Crappies are a North American freshwater fish species in the sunfish family. They have an excellent reputation for putting up a hard fight for their size and being extremely tasty. Many freshwater anglers consider them to be the best-tasting freshwater fish out there.
The crappie, also known as speckled perch, strawberry bass, white perch, and papermouth, has flaky white meat suitable for various delicious recipes.
Catch crappie by choosing your preferred method, looking for structure or deep over, then quietly presenting your bait. Jigs and minnows are often the best baits when fishing for crappie.
Because of the diverse diets of crappie, they can be caught in many different ways, making them an excellent species for almost any angler to experience using their favorite technique.
Crappie are mostly minnow eaters, and minnows hide around any kind of brush or weeds to avoid being eaten. The key to how to catch crappie is to focus on fishing wherever minnows hide. That also includes fallen trees, bushes, old piers, flooded weeds, or shoals covered with moss, plus wrecked boats, docks, and planted brushpiles. When these don’t pay off, try drifting with the wind or slow-trolling across a lake, plying a minnow at different depths until you cross paths with a school of roving crappie.

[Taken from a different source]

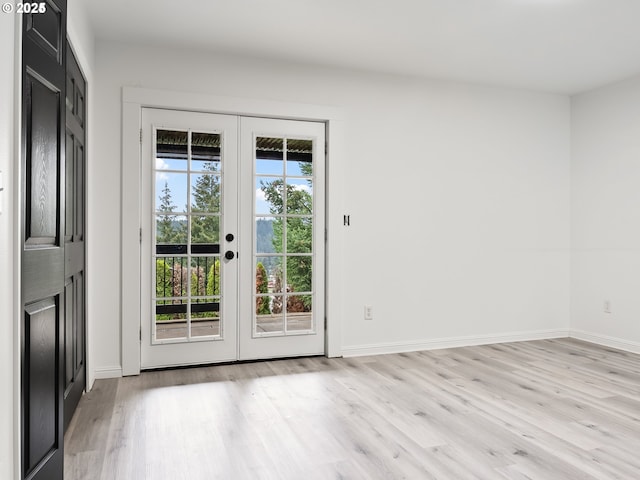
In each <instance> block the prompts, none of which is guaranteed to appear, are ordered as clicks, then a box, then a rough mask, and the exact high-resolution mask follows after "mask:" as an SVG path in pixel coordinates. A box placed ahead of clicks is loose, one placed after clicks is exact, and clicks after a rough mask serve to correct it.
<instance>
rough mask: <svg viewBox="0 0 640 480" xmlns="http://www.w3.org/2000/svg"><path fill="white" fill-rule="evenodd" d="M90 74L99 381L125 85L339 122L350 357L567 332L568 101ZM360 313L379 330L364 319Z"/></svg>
mask: <svg viewBox="0 0 640 480" xmlns="http://www.w3.org/2000/svg"><path fill="white" fill-rule="evenodd" d="M94 77H95V84H94V88H95V90H96V92H97V93H96V95H95V96H94V98H93V108H94V111H95V112H96V118H95V123H94V128H95V131H97V132H99V134H97V135H94V137H93V143H94V155H93V157H92V159H91V160H90V161H91V166H90V168H91V171H92V175H91V177H90V178H89V186H88V191H89V195H90V198H89V209H90V211H89V215H90V217H91V218H93V219H95V220H94V221H93V222H92V225H91V226H90V230H89V235H90V236H91V239H92V240H91V245H92V246H91V252H90V256H89V262H90V263H91V265H92V272H93V279H94V283H93V285H92V286H91V288H90V295H91V297H92V299H93V301H92V304H91V306H90V309H91V310H90V320H91V328H92V331H93V335H92V337H93V341H92V345H91V347H92V349H93V354H94V359H95V366H96V368H97V369H98V370H101V369H104V370H105V371H111V370H110V369H112V368H114V367H117V366H118V365H119V364H120V319H119V315H120V312H119V288H120V278H119V270H118V263H117V262H115V261H114V259H117V258H119V256H120V233H121V232H120V207H121V206H120V204H119V200H118V199H119V197H120V195H119V194H120V191H119V188H120V175H121V174H122V173H123V172H121V171H120V148H121V135H120V128H121V88H122V86H123V85H130V86H141V87H147V88H159V89H168V90H177V91H185V92H195V93H206V94H214V95H228V96H234V97H249V98H256V99H265V100H276V101H284V102H301V103H308V104H319V105H331V106H336V107H339V108H341V109H342V111H343V112H344V128H345V131H344V137H345V138H346V149H347V156H346V157H345V158H340V159H333V160H334V161H336V160H338V161H340V162H342V164H341V165H340V169H339V171H340V172H341V173H340V174H341V176H342V177H341V178H334V181H335V183H336V184H338V183H342V184H344V186H345V188H344V190H345V191H344V192H333V193H334V194H336V195H342V196H343V198H344V201H343V203H344V213H348V214H350V215H351V225H352V226H351V227H349V228H347V227H342V228H345V230H344V231H343V238H344V242H343V244H342V245H338V246H335V245H334V247H337V248H339V249H340V250H341V251H340V252H339V253H341V258H342V260H343V264H341V265H337V266H336V268H340V269H341V270H342V273H343V287H344V292H343V294H342V295H343V297H344V302H343V306H342V319H341V320H342V322H343V346H344V350H345V353H349V354H356V353H363V352H366V351H383V350H393V349H396V350H397V349H402V348H409V347H410V346H411V345H414V346H415V345H424V344H426V343H429V342H441V341H442V340H445V339H458V340H460V338H461V337H464V341H467V342H471V341H473V340H474V339H475V340H478V338H479V337H486V338H493V339H495V338H502V337H504V338H507V337H513V336H518V335H520V336H522V337H524V338H528V337H531V336H535V334H541V335H552V334H554V332H556V333H557V332H565V333H566V331H567V329H568V319H569V250H568V249H569V241H570V238H569V163H570V159H569V155H570V148H569V138H570V135H569V126H570V114H569V113H570V112H569V100H568V98H566V97H562V96H554V95H546V94H536V93H528V92H518V91H511V90H501V89H492V88H484V87H477V86H469V85H461V84H453V83H444V82H428V81H424V80H416V79H409V78H399V77H391V76H382V75H372V74H364V73H358V72H350V71H339V70H326V69H319V68H308V67H304V66H301V65H292V64H275V63H267V62H264V61H261V60H257V59H237V58H231V57H225V56H218V55H213V54H208V53H202V52H191V51H179V50H171V49H160V48H149V47H134V46H131V45H122V44H115V43H101V42H99V43H98V44H97V47H96V63H95V76H94ZM131 168H136V166H135V165H132V166H131ZM124 174H126V172H124ZM332 185H333V183H331V180H330V185H329V196H331V195H332V190H331V189H332ZM332 221H333V219H330V222H332ZM336 223H337V222H336ZM332 251H334V252H335V250H332ZM331 288H332V287H331V285H329V289H331ZM365 304H371V305H373V307H374V315H375V319H374V320H373V321H370V322H365V321H364V320H363V306H364V305H365ZM329 321H331V319H330V320H329Z"/></svg>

Small live minnows are popular crappie baits. Although crappie are infrequently caught on various plugs (occasionally on a surface lure or a crankbait), the one artificial that pays off regularly is a small leadhead jig with a soft-plastic body resembling a minnow. The trick is to fish this very slow. Jigs weighing from 1/64- to 1/16-ounce are often better than heavier ones, and this requires using light line.
Crappie anglers primarily use ultralight spinning or spincasting reels equipped with 4- or 6-pound-test line and 5- to 5 1/2-foot-long rods. Fly rods, telescoping fiberglass rods, and cane poles are popular as well.